Onderwerp van het geschil

Het geschil betreft een door de cliënte onbetaald gelaten factuur van de advocaat.

Standpunt van de advocaat

Voor het standpunt van de advocaat verwijzen de arbiters naar de overgelegde stukken en hetgeen op de zitting naar voren is gebracht. In de kern komt het standpunt op het volgende neer.

De advocaat heeft aangevoerd dat de cliënte, ondanks herhaalde verzoeken tot voldoening daarvan, declaraties van de advocaat tot een totaalbedrag van € 5.761,11 niet heeft voldaan. De cliënte is in verzuim en de advocaat kan aanspraak maken op wettelijke rente.

De cliënte heeft via haar gemachtigde gesteld dat de advocaat ten onrechte de ex-partner van de cliënte in de echtscheidingsprocedure niet aansprakelijk zou hebben gesteld voor tekorten uit het echtscheidingsconvenant en/of leningen die er zouden zijn. Dit maakte echter geen onderdeel uit van de opdracht die zij aan de advocaat heeft verstrekt. Een dergelijk tekort dan wel een aanspraak op een lening is door de cliënte ook niet gemeld. De opdracht hield in dat verweer moest worden gevoerd in het kader van de door de ex-partner van de cliënte gestarte procedure en het instellen van tegenvorderingen die door of namens haar zijn genoemd.

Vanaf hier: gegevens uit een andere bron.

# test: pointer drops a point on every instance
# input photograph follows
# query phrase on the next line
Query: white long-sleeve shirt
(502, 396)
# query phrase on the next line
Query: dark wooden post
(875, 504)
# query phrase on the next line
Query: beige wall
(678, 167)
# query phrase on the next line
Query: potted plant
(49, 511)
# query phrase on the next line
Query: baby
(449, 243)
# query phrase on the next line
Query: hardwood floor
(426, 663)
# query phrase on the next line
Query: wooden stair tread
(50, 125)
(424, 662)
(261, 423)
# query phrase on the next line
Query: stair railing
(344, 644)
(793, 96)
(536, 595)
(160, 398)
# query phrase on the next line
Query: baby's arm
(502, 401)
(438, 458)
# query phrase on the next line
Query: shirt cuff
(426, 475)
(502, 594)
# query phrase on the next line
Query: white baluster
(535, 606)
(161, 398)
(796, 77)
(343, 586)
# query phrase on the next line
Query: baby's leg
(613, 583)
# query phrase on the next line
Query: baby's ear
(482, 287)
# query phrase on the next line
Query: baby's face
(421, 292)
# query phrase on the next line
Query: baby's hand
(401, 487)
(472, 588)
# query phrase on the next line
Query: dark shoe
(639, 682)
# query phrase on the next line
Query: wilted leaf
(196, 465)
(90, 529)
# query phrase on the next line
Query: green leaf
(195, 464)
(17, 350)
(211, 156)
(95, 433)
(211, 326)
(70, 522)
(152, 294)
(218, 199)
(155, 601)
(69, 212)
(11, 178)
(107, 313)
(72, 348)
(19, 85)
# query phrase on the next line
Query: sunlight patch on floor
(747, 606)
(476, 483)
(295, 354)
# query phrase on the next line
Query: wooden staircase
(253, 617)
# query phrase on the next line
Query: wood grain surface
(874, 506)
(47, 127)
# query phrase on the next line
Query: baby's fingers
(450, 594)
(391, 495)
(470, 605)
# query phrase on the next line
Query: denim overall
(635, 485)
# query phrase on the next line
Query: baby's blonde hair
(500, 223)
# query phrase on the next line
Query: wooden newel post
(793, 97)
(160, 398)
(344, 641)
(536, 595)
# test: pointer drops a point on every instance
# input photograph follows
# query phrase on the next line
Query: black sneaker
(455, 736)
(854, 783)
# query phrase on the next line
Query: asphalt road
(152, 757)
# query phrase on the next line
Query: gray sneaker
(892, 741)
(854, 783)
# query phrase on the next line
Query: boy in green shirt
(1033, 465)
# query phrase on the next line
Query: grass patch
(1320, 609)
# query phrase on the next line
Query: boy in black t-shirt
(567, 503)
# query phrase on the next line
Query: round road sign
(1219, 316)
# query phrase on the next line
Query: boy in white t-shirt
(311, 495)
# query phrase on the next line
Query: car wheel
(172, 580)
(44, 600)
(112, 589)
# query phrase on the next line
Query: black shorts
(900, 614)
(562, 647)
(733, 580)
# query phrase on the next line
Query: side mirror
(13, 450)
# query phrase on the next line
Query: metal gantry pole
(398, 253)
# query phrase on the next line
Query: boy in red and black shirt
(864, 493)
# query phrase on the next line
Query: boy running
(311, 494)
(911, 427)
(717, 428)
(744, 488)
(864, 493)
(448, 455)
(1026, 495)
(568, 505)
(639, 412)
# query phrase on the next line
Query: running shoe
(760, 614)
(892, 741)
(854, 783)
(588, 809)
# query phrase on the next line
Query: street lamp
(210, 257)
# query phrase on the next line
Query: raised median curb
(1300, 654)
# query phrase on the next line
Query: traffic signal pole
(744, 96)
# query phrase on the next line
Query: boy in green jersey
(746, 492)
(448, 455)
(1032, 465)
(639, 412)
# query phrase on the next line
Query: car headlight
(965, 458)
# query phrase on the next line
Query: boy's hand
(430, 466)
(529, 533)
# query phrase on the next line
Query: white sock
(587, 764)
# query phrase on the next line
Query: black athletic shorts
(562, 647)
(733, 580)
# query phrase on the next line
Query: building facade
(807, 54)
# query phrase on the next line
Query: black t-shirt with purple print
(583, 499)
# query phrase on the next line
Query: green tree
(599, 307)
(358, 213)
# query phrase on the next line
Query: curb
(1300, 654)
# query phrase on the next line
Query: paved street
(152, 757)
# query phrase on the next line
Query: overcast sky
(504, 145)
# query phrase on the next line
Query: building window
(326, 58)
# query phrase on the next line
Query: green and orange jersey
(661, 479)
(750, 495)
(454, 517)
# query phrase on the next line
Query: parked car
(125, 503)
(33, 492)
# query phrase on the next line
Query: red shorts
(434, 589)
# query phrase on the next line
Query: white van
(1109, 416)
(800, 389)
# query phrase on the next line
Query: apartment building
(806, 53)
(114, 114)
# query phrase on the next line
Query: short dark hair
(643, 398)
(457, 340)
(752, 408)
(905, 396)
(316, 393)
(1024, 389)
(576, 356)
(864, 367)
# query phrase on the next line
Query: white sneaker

De advocaat heeft verder aangevoerd dat hij per aangetekende brief van 25 oktober 2022 de cliënte heeft verzocht kenbaar te maken of zij het geschil wenst voor te leggen aan de Geschillencommissie of de gewone rechter. De cliënte heeft daar niet op gereageerd.

De advocaat verzoekt de arbiters te bepalen dat de cliënte een bedrag van € 5.761,11, vermeerderd met de wettelijke rente, dient te betalen. Daarnaast verzoekt de advocaat de arbiters te bepalen dat de cliënte een bedrag van € 728,66 is verschuldigd voor de door de advocaat gemaakte buitengerechtelijke kosten en dat de cliënte wordt veroordeeld in de kosten van deze arbitrage.

Standpunt van de cliënte

Voor het standpunt van de cliënte verwijzen de arbiters naar de overgelegde stukken. In de kern komt het standpunt op het volgende neer.

De cliënte heeft aangevoerd dat de arbiters niet bevoegd zijn kennis te nemen van het geschil dat wordt voorgelegd door de advocaat. De door de cliënte geleden schade bedraagt minimaal  € 20.000,–, een hoger bedrag dan de arbiters kunnen behandelen. De cliënte heeft verder aangevoerd dat de doorlopende overeenkomst tot opdracht is getekend door een gevolmachtigde en dat in de door haar gegeven volmacht niets staat over een (Reglement) Geschillencommissie Advocatuur.

De cliënte heeft daarnaast aangevoerd dat zij uitdrukkelijk heeft gekozen voor een procedure bij de gewone rechter in plaats van de Geschillencommissie. De arbiters zijn om die reden (ook) niet bevoegd.

Beoordeling van het geschil

Naar aanleiding van het over en weer door partijen gestelde overwegen de arbiters het volgende.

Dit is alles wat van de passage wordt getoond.